If This Happens To Your Teeth, It Could Be A Sign Of Osteoporosis

Osteoporosis is common among adults over a certain age, affecting more than 53 million Americans who already have the condition or are at risk of getting it, according to the National Institutes of Health. It is a condition that results in low bone density, something that starts affecting people as they enter their 40s and 50s (via the National Institute on Aging).

Although it is largely seen as a condition that affects women, osteoporosis can also affect men. The National Institute on Aging states that women start to lose bone density earlier, but by the time people reach the ages between 65 and 70, men and women lose bone density at roughly the same rate.

The most startling thing about osteoporosis is that it is often labeled a "silent disease" because, unlike other diseases, it has few outward signs. It does not cause a person to run a fever or develop a cough. There are, unfortunately, few signs of the disease unless someone becomes noticeably prone to fractures or breaks in their bones, per the National Institute on Aging.
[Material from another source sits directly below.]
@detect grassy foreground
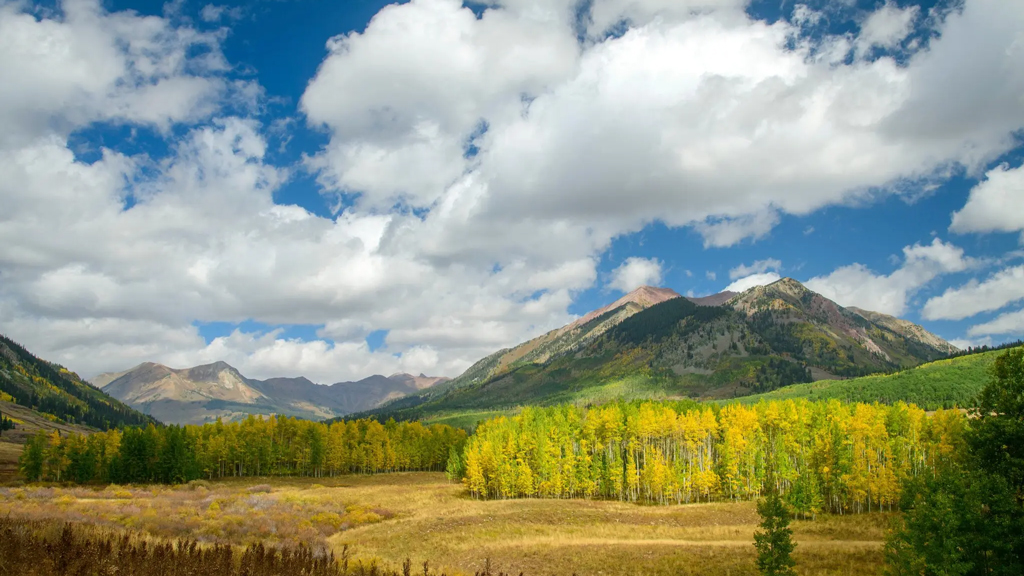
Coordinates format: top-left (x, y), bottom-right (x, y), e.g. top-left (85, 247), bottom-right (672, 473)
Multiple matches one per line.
top-left (0, 472), bottom-right (889, 576)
There is, however, one sign that may act as an early warning when someone may develop osteoporosis. And their dentist may just be the one to spot it.

A loose tooth may indicate poor bone health

Like much of the science around aging and its effects on the body, the link between osteoporosis and oral health still has years of research ahead of it, according to the National Institute of Health. There are, however, a few things that researchers have already discovered about the disease and how it affects a person's teeth.

Osteoporosis affects the density of a person's jaw bone, just as it affects the density of the rest of their bones. When the condition progresses to the mouth, a person may end up experiencing the sensation of loose teeth (via the NIH). If they already wear dentures, the person may feel like their dentures are always loose or that they never fit properly. Both sensations stem from the fact that the jaw bone anchors teeth as well as dentures. When the jaw bone loses density, these anchor points are no longer as reliable as they once were.

The NIH goes on to say that it is not known if the usual treatments for osteoporosis may benefit jaw density as they do other bones. It's an area of the disease that is still under research. It is still a good idea to take proactive measures, however, to improve bone health. The National Institute on Aging suggests eating foods high in calcium and vitamin D as well as taking up activities that put weight on the bones such as hiking, walking, or weightlifting.